Embryology   Biology 441   Spring 2011   Albert Harris


Tissues and organs that develop from endoderm



What parts of the body develop from endoderm?

Salivary glands: (note, these develop partly from stomodeum epithelium; and stomodeum is traditionally regarded as part of the ectoderm)

Pharyngeal pouches: : "gill slits"

Our very distant ancestors were fish, and had gills.
Land animals, including humans, develop embryonic structures that look like the structures from which fish embryos develop gills.

Except, of course, in mammals, birds etc. these gill-like structures develop into organs with other functions.
The most anterior pair become the eustachian tube, and the canal through which sound waves reach the inner ear. The second pair of "gill slits " pharyngeal pouches develop into your tonsils.

The third and fourth pair develop partly into the parathyroid gland (which is an endocrine gland that secretes parathyroid hormone)

And other parts of the third and fourth pharyngeal pouches develop into the thymus "gland", which is a very important part of the immune system (rather than a gland).

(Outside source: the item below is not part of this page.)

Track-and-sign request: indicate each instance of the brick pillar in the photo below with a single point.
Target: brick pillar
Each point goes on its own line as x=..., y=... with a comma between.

Its true function was discovered over the last few decades, and more will be learned.

Mutations that cause the third and fourth pharyngeal pouches not to develop result in animals with very weak immune systems.

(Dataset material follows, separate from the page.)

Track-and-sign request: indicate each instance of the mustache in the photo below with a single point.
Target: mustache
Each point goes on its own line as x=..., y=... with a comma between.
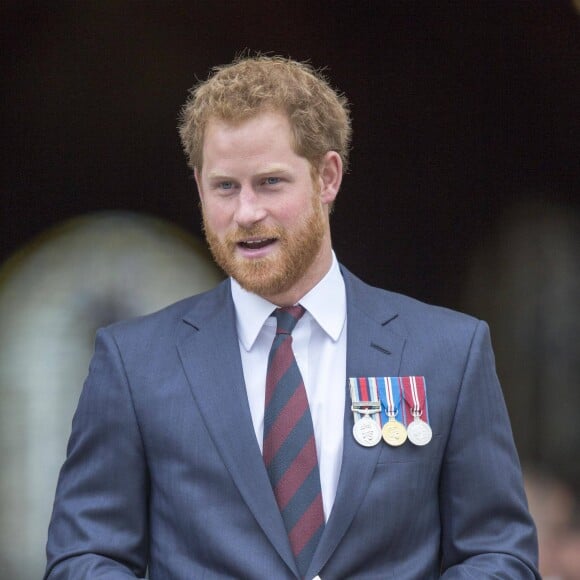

The best example are "nude mice". For some unknown reason, their hair does not develop, in addition to failure of development of the third and fourth pharyngeal pouch. It is not yet known whether this is two effects of the same gene, or whether two separate, but very closely-linked, genes control development of hair and of those pharyngeal pouches.

Thyroid gland forms as an outpocketing of the floor or the endoderm behind the throat, that then disconnects from the surface, but remains as a series of hollow sacks, full of mucus.

trachea; bronchi; alveoli (in mammals) (air capillaries in birds)

Hepatic diverticulum (--> liver) gallbladder


Cloaca --> Bladder (these separate in mammals)
--> Rectum

Birds, reptiles & amphibia continue to have cloacas

In amphibian embryos, the anus develops from the blastopore.
But in reptiles birds and mammals, there is no blastopore.

Instead, they form a posterior infolding called the proctodeum
This fuses with and then opens into the rear of the archenteron

The proctodeum is an infolding of the somatic ectoderm, equivalent to the stomodeum at the other end.